Upholding a reverse-Batson challenge to a defense strike of a white juror, the Second Circuit Court of Appeals has grappled with the issue of whether one defendant’s discriminatory intent should be imputed to all defendants, even if the others had justifiable race-neutral reasons for opposing that same juror.
In United States v. Thompson, five criminal defendants collectively exercised 14 preemptory challenges, striking 12 white and 2 Latino jurors. The government challenged the strike of one of the white jurors, under Batson v. Kentucky, alleging that defense counsel’s use of peremptory challenges during voir dire was racially motivated.
In Batson, the U.S. Supreme Court prohibited prosecutors from exercising peremptory challenges to prospective jurors based on race. In a reverse-Batson challenge, the government accuses the defense of this same discriminatory practice in exercising its peremptory challenges.
The U.S. District Court for the Southern District of New York in Thompson found that the disproportionate number of white jurors who defense counsel struck made a prima facie showing of discrimination. It then re-sat the struck juror, finding that the defendants’ reasons for striking the juror were pretextual and discriminatory because they had not struck African-American jurors who provided similar voir dire responses.
Appealing their convictions, defendants argued that the court erroneously lumped them together as a single voice, rather than making findings with respect to each one. In its initial ruling, issued on June 5, 2008, the Second Circuit opined that a trial judge only needs to find that one defendant, out of many, had a discriminatory motive against a juror that was struck.
About one month later, however, the Second Circuit issued an amended opinion, deleting its ruling that one defendant’s discriminatory motive was enough. Instead, the court found that the trial court had properly evaluated the reasons given by each defendant before arriving at its finding of discriminatory intent.
The Second Circuit’s amended ruling leaves open the question of how reverse Batson challenges will be reviewed in future multidefendant cases.
“This concern is likely more academic than real,” says Thomas Gilson, Phoenix, AZ, cochair of the Section’s of Litigation’s Criminal Litigation Committee.
“In most multiple-defendant cases, if a single defendant articulates persuasive, race-neutral reasons for a peremptory challenge, the trial court is likely to approve the challenge under Batson and McCollum,” Gilson says.

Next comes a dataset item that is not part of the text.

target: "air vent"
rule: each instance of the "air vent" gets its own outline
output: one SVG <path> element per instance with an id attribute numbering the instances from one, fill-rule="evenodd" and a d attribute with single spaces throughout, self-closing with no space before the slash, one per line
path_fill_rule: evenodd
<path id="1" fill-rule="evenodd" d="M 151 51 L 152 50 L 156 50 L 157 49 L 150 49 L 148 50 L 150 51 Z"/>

However, “jury selection procedures can be so varied that it is necessary for counsel to clarify how the court will proceed—whether it will permit only one voice or multiple voices for the parties,” notes Larry Rosenberg, Washington, D.C., cochair of the Section’s Trial Practice Committee.
The Thompson opinion found that the trial court appropriately determined the defendants’ discriminatory motive “based on all the facts and circumstances,” consistent with Snyder v. Louisiana, where the U.S. Supreme Court approved a comparative review of the juror challenges.
“The decision demonstrates that a trial court and an appellate court reviewing a Batson or reverse-Batson challenge will engage in a comparative review of the characteristics of the challenged juror and the jurors who were seated without challenge—and to prevail, the attorney exercising the challenge needs a rationale that does not pertain to jurors she did not challenge,” says Laurie Fulton, Washington, D.C., cochair of the Criminal Litigation Committee.
“The court is concerned with the discriminatory harm inflicted on a juror and so the case signals that a challenge can also arise in civil cases,” says Rosenberg.